Contact is Eliasson's first solo show in France since that pivotal exhibition at MAM, and only the second solo exhibition presented at the Fondation Louis Vuitton (the first is devoted to the works of its architect, Frank Gehry), which opened its doors in October 2014. By all accounts, the architecture, with its sweeping glass and steel sails has been described as potentially "overpowering" as a space to exhibit art, and has already attracted some detractors. Drawing his initial inspiration from the soaring glass ceilings of belle-epoque Paris's Grand Palais, Gehry's design alternately resembles the hull of a great ship and the tip of an iceberg floating in the Bois de Boulogne. Eliasson, however, is more than up to the challenge of engaging with Gehry's architecture--here, the iceberg is transformed into a spaceship.

Olafur Eliasson, Double Infinity, 2014.

When discussing his approach to the "strong architecture" of the site, Eliasson explained, "While Gehry follows highly complex principles, I've chosen to use simple geometry, eventually reducing my intervention to basic shapes that provide the exhibition with a 'geometric metronome.'" An overhead view of the exhibition reveals his geometric sensibilities: a series of curving spaces and galleries in the round, where the viewer travels through space in wide orbital trajectories or narrow labyrinthine twists. Spherical windows opening onto inverted vistas of Gehry's building punctuate the space, like portholes.

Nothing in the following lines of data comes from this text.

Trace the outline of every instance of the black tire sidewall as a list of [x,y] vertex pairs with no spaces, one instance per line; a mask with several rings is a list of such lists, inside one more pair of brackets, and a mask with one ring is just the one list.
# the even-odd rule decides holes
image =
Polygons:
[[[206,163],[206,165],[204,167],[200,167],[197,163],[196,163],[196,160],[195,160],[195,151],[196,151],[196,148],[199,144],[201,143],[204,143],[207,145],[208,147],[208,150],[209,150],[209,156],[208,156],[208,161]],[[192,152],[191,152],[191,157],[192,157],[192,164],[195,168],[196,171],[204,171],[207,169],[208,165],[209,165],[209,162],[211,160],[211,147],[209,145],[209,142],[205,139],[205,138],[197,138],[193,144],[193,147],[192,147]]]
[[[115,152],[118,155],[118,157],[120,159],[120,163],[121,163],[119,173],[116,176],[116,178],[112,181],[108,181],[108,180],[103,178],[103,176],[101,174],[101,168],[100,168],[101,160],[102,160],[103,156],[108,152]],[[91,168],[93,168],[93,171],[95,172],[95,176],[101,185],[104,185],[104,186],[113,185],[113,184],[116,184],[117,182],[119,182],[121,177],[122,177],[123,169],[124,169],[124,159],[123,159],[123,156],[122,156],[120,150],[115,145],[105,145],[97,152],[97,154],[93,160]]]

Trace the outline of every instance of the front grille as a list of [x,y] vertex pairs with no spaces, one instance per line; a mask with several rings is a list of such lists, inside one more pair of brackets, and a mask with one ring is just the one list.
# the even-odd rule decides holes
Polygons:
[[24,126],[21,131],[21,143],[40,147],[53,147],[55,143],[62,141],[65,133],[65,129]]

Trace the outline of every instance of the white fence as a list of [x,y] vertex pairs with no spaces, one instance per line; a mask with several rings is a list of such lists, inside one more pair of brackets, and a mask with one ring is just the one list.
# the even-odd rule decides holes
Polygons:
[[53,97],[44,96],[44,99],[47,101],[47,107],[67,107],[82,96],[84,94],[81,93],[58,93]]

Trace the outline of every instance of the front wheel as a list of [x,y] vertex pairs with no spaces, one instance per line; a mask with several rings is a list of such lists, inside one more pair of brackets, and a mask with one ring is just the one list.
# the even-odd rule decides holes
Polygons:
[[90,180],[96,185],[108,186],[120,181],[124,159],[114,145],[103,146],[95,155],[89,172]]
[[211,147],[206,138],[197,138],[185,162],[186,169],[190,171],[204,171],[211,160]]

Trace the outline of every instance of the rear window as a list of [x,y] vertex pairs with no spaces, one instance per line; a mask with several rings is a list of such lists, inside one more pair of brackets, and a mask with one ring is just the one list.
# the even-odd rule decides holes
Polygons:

Olafur Eliasson, Bridge from the future, detail, 2014.

The exhibition revolves around two large-scale, circular installations. In the first, Map for unthought thoughts, a light source situated on the floor of the gallery illuminates a lattice structure that casts a choreography of shadows across the wall, with the viewers' bodies playing an integral role in the dynamic interplay of shadows. A mirrored wall completes the illusion of an entirely circular space. In Contact's second installation viewers encounter a sloping floor, emulating a planetary curve, and a bright, golden horizon line, reminiscent of a celestial eclipse. In a transitional space set between the installations the space titled Double Infinity forms a passageway in the shape of the infinity symbol, with two portholes on either end, perhaps suggesting the looping pathways of electrons or satellites, the future and the past, or the grip of space. The walls are textured here, covered with black sandpaper.

Olafur Eliasson, Big Bang Fountain, 2014.

As the viewer continues the orbit, one moves from the expansive, meditational space of Contact and into a hallway that leads to the sculpture Bridge from the future. Based on a model of a black hole, the stylized spiral recalls other forceful whorls that occur in nature: tornadoes and whirlpools. The final installation brings the viewer to the moment of the inception of the cosmos: in Big Bang Fountain, a strobe light flashes, bringing into momentary focus a burst of water. With each successive flash, a new eruption of water splashes and the shape changes, frozen in an image of collapsing and expanding forms.

Olafur Eliasson, Inside the Horizon, 2014.

Finally, the viewer is let out at the center of Eliasson's installation commissioned by the Fondation, Inside the Horizon, a series of mirrors and lighted panels emanating a golden glow, lining a promenade along a pool of water that spans the museum's lower levels. Here one is given a choice: turn right and continue to other sectors of the museum, perhaps to take in the Gehry exhibition featuring maquettes of his major works, or the permanent collection, currently featuring works by Ed Atkins, Isa Genzken, Maurizio Cattelan, Annette Messager, Wolfgang Tillmans, and others. Or, you could turn left, to continue on in a second orbit of Eliasson's cosmic installations. It's up to you. As Eliasson advises, "It is about feeling your own presence, taking charts of your own trajectory, your own orbit, in your new 'asteroid' self."